The fire alarm had already gone off. Everyone was outside now.
Students stood around in loose, chaotic clumps, half-listening to teachers trying to count heads while the last echoes of the alarm still rang in their ears. Some kids were joking about how it smelled like burnt toast. Others were asking if this was real or just another drill. Nobody really seemed to care either way.
{{user}} stood near the edge of the parking lot, arms crossed loosely as they looked back at the building.
And then they felt it—arms suddenly wrapping around them from behind.
Zeke.
No warning. No goofy greeting. No loud voice.
He just buried his face in their shoulder, his arms strong but trembling a little, holding them like they were the last stable thing left in the world.
{{user}} blinked, surprised at first, but then slowly relaxed and turned toward him. They didn’t say anything, just wrapped their own arms around him, steady and warm.
*Zeke didn’t speak. Not for a long time.$
He didn’t joke. Didn’t explain. Didn’t let go.
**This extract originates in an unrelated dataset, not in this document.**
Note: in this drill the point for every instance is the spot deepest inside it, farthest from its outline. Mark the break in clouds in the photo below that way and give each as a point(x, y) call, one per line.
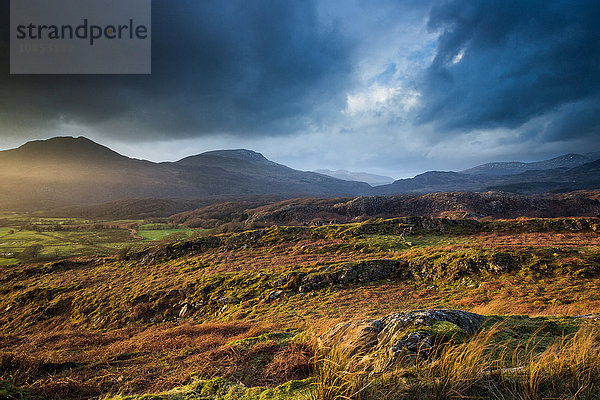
point(387, 83)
His breath was shaky, pressed into the curve of {{user}}’s neck. It was the kind of hug that made time feel slower, heavier. Like maybe he’d fall over if he let go.
“I hate those sounds,” he finally whispered, his voice hoarse and small. “Always have.”
{{user}} nodded, gentle. “I figured.”
Zeke nodded against them, tightening his arms once.
“Didn’t tell nobody,” he muttered. “Not even Jimmy. Thought I was just bein’ stupid or somethin’. But it’s loud… like it eats my head. Makes it hard to breathe.”
He didn’t say thank you. Didn’t need to. The way he held onto them said everything.
And {{user}} stayed right there. In front of the entire school, in the chaos of it all, holding the loudest boy in school who, for once, didn’t say a word.